Tom Cotton

Tom Cotton challenges Iran foreign minister to verbal duel

Freshman Sen. Tom Cotton (R-Ark.), who perturbed the Obama administration when he got 46 colleagues to sign on to an open letter advising Tehran of Congress’ legitimate role in any nuclear agreement, is not done facing off with Iran.

In New York for the U.N. Nonproliferation Treaty Conference, Iranian Foreign Minister Javad Zarif said at a New York University event on Wednesday that all sanctions on Iran will be lifted the moment it signs an agreement:”If we have an agreement on the 30th of June, within a few days after that, there will be a resolution before the UN Security Council under Article 41 of Chapter 7 which will be mandatory for all member states whether Senator Cotton likes it or not.”

“We don’t want to get bogged down into the domestic procedures in the United States. I’ve studied and lived in the U.S.,” Zarif said. “I know enough about the U.S. Constitution and U.S. procedures, but as a foreign government I only deal with U.S. government. I do not deal with U.S. Congress.”

How did Cotton respond? Game on.

“Sanctions relief isn’t about what I like, but what will keep America safe from a nuclear-armed Iran. But I suspect Foreign Minister Zarif is saying what President Obama will not because the president knows such terms would be unacceptable to both Congress and the American people. The repeated provocative statements made by members of the Iranian leadership demonstrate why Iran cannot be trusted and why the president’s decision to pursue this deal and grant dangerous concessions to Iran was ill-advised from the beginning,” Cotton said in a statement. “These aren’t rhetorical tricks aimed at appealing to hard-liners in Iran; after all, Mr. Zarif was speaking in English in New York. Rather, they foreshadow the dangerous posture Iran will take and has taken repeatedly—including as recently as yesterday with the interception of a U.S.-affiliated cargo ship—if this deal moves forward.”

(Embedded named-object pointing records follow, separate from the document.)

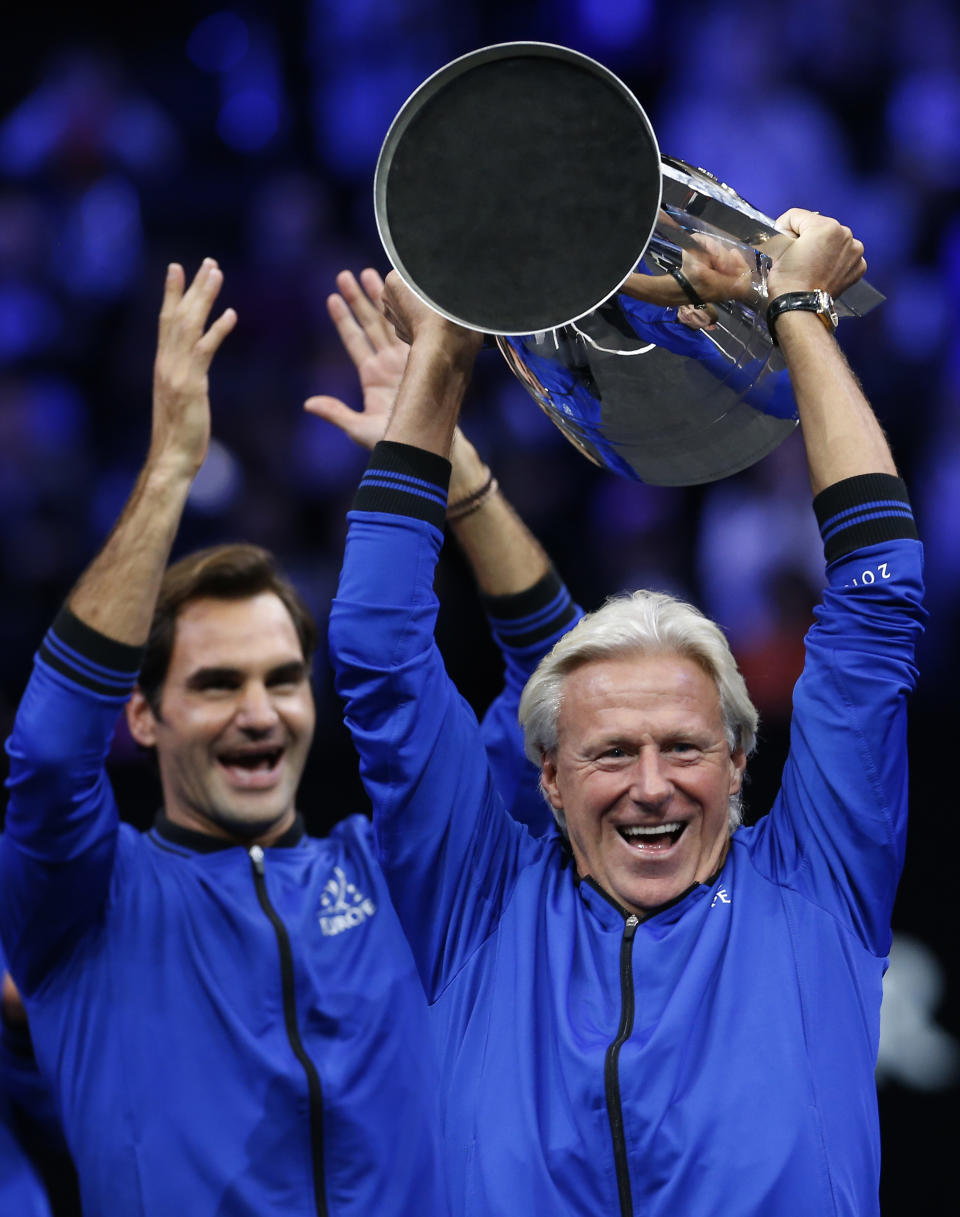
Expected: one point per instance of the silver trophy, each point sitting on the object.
(521, 191)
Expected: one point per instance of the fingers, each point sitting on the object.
(211, 341)
(355, 341)
(173, 291)
(353, 424)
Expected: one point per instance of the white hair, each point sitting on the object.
(639, 623)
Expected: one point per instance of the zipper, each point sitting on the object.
(611, 1070)
(293, 1031)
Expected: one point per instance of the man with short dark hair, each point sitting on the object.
(647, 1011)
(226, 1007)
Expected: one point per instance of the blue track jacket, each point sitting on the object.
(22, 1091)
(229, 1031)
(718, 1056)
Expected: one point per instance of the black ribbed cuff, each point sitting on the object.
(90, 659)
(528, 617)
(865, 510)
(405, 481)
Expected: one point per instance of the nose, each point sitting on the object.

“More, they reaffirm the need for Congress to approve any final deal and to conduct oversight over the Obama administration’s actions. As we consider the Iran Nuclear Agreement Review Act, I urge my colleagues to ensure we pass legislation strong enough to stop a bad deal in its tracks and protect the American people from a nuclear Iran.”

But the senator wasn’t done with Zarif, taking to Twitter with a challenge.

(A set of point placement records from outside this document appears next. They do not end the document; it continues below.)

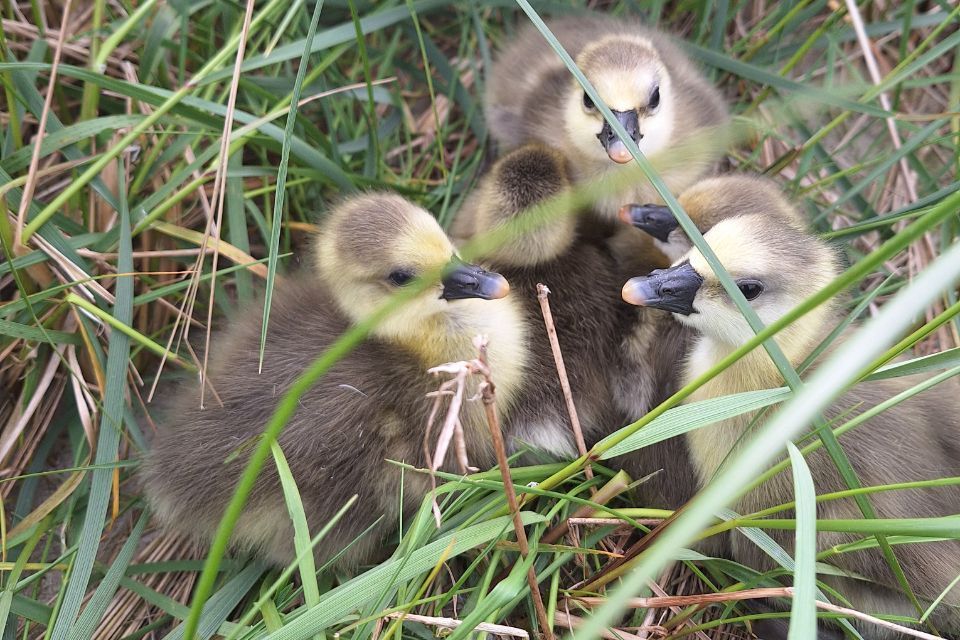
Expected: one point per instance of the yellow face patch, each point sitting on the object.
(738, 249)
(422, 245)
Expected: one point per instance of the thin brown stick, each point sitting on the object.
(453, 623)
(594, 522)
(617, 485)
(32, 176)
(489, 399)
(542, 296)
(220, 188)
(754, 594)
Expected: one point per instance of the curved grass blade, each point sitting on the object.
(349, 596)
(111, 426)
(282, 179)
(803, 610)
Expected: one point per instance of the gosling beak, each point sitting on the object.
(615, 148)
(670, 289)
(655, 219)
(461, 281)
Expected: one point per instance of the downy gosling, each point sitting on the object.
(663, 101)
(776, 266)
(368, 408)
(612, 384)
(526, 196)
(707, 202)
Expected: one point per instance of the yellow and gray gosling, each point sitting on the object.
(776, 266)
(612, 382)
(707, 202)
(583, 282)
(654, 90)
(368, 408)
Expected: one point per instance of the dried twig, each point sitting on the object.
(572, 622)
(754, 594)
(488, 396)
(453, 623)
(542, 296)
(32, 176)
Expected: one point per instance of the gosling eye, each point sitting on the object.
(751, 289)
(400, 277)
(654, 100)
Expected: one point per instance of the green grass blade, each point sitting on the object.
(86, 624)
(282, 179)
(803, 610)
(301, 532)
(689, 417)
(108, 439)
(217, 609)
(347, 597)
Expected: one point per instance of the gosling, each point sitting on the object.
(613, 380)
(707, 202)
(659, 96)
(368, 408)
(776, 266)
(526, 197)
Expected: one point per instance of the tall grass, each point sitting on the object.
(150, 191)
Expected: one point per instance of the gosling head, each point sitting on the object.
(775, 265)
(525, 192)
(634, 83)
(708, 202)
(373, 245)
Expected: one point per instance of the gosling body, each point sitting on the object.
(368, 408)
(582, 279)
(776, 266)
(614, 380)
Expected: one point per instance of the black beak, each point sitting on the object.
(461, 281)
(670, 289)
(615, 148)
(655, 219)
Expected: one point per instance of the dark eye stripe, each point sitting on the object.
(400, 277)
(751, 289)
(654, 100)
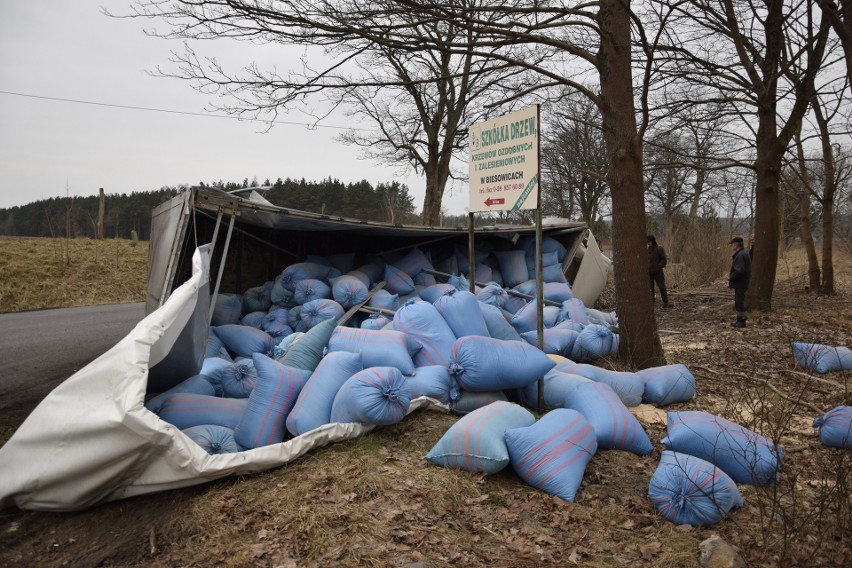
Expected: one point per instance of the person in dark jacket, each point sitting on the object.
(739, 278)
(656, 263)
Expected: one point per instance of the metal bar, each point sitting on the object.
(471, 262)
(258, 239)
(539, 306)
(345, 317)
(483, 284)
(539, 245)
(430, 241)
(221, 268)
(171, 265)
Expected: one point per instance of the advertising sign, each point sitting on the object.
(503, 162)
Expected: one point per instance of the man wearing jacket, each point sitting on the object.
(656, 263)
(739, 278)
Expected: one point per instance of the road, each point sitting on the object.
(40, 349)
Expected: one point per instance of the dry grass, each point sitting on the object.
(37, 273)
(374, 501)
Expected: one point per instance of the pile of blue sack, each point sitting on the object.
(293, 355)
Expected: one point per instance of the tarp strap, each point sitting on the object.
(254, 237)
(221, 266)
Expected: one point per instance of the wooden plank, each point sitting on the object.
(360, 307)
(508, 290)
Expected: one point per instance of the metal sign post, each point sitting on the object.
(505, 172)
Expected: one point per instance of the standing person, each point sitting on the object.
(656, 263)
(739, 278)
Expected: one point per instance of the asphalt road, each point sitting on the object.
(40, 349)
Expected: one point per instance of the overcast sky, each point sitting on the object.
(67, 49)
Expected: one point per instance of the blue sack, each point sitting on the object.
(690, 491)
(307, 352)
(185, 410)
(253, 319)
(377, 395)
(552, 454)
(746, 456)
(482, 364)
(557, 385)
(432, 293)
(433, 381)
(461, 312)
(384, 300)
(313, 407)
(227, 310)
(835, 427)
(301, 271)
(556, 341)
(270, 402)
(197, 384)
(413, 263)
(615, 427)
(317, 311)
(497, 324)
(348, 291)
(245, 341)
(598, 341)
(422, 322)
(213, 439)
(628, 386)
(573, 310)
(378, 348)
(397, 281)
(667, 384)
(822, 358)
(470, 401)
(257, 299)
(240, 383)
(310, 289)
(476, 442)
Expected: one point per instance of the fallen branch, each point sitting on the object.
(796, 400)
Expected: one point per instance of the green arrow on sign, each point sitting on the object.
(525, 193)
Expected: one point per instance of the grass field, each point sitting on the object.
(374, 501)
(37, 273)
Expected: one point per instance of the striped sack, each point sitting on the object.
(552, 454)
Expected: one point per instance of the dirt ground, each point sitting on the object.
(374, 501)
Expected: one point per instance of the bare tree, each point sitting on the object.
(573, 160)
(544, 37)
(841, 23)
(667, 179)
(749, 66)
(417, 96)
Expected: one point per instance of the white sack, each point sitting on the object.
(91, 440)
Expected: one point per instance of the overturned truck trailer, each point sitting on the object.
(93, 440)
(258, 240)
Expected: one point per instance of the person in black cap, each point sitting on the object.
(739, 278)
(656, 262)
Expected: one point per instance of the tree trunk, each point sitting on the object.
(435, 184)
(640, 345)
(808, 242)
(805, 210)
(827, 200)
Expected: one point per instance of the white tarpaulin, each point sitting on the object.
(91, 440)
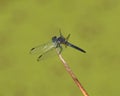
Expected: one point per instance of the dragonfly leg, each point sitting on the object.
(38, 59)
(60, 49)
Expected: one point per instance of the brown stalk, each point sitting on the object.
(68, 69)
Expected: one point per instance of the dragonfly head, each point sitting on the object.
(54, 39)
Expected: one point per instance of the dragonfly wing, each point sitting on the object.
(41, 49)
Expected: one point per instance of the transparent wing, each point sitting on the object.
(42, 49)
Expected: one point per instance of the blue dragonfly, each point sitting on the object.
(55, 43)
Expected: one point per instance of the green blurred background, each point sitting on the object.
(94, 26)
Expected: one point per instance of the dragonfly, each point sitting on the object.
(55, 43)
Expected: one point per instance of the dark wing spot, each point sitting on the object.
(39, 57)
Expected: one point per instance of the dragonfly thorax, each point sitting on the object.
(60, 40)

Hey @JZarif, I hear you called me out today. If you’re so confident, let’s debate the Constitution. 1/4


 

Here’s offer: meet in DC, @JZarif, time of your choosing to debate Iran’s record of tyranny, treachery, & terror. 2/4

I understand if you decline @JZarif after all, in your 20s, you hid in US during Iran-Iraq war while peasants & kids were marched to die 3/4

Not badge of courage @JZarif, to hide in US while your country fought war to survive-but shows cowardly character still on display today 4/4

Zarif hasn’t replied to the tweets.

In an earlier interview with PBS, Zarif also stated that the administration is misstating the nature of the agreement.

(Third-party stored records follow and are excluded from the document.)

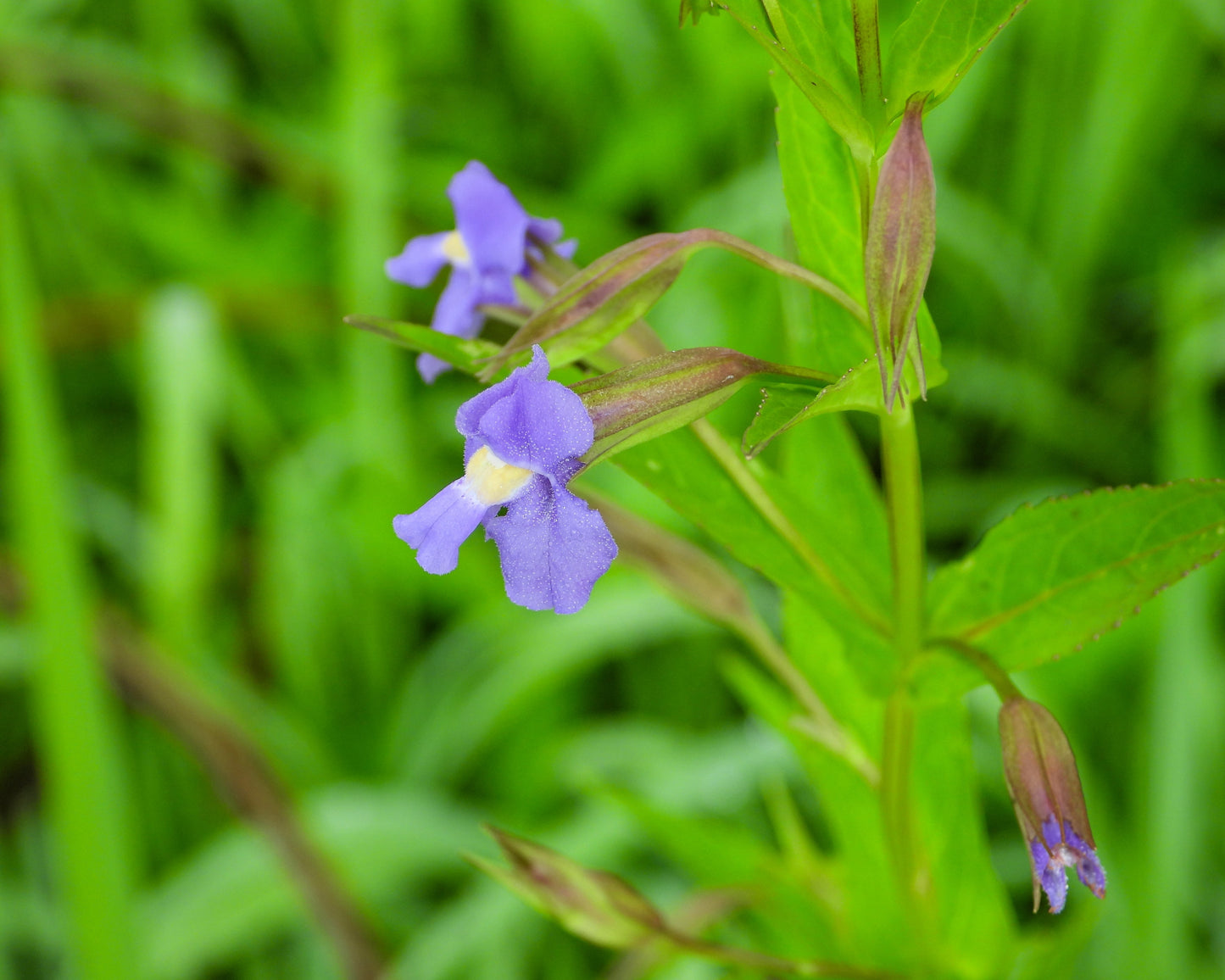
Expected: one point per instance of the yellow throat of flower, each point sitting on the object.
(454, 249)
(493, 481)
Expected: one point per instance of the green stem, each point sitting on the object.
(984, 663)
(867, 57)
(903, 489)
(738, 470)
(817, 723)
(772, 964)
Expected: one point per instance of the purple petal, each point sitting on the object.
(456, 313)
(494, 226)
(440, 526)
(471, 412)
(1055, 883)
(1051, 832)
(553, 548)
(540, 426)
(419, 262)
(1088, 867)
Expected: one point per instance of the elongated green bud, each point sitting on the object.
(595, 905)
(1045, 789)
(900, 242)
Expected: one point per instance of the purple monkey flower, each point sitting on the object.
(1045, 788)
(523, 441)
(1055, 853)
(489, 248)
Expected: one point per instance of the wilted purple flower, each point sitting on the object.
(487, 249)
(523, 441)
(1045, 789)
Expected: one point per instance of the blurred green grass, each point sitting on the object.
(198, 190)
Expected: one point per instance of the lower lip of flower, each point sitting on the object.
(456, 249)
(492, 481)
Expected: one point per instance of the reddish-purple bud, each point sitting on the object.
(900, 244)
(595, 905)
(1045, 789)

“Sanctions must be lifted as soon as Iran implements its agreed part. We have an agreement,” he said. “That agreement provides for the lifting of all sanctions, all economic and financial sanctions and those sanctions are lifted because the logic is very clear. The logic is if you want an agreement, you have two options — option of pressure, option of agreement. You cannot mix the two.”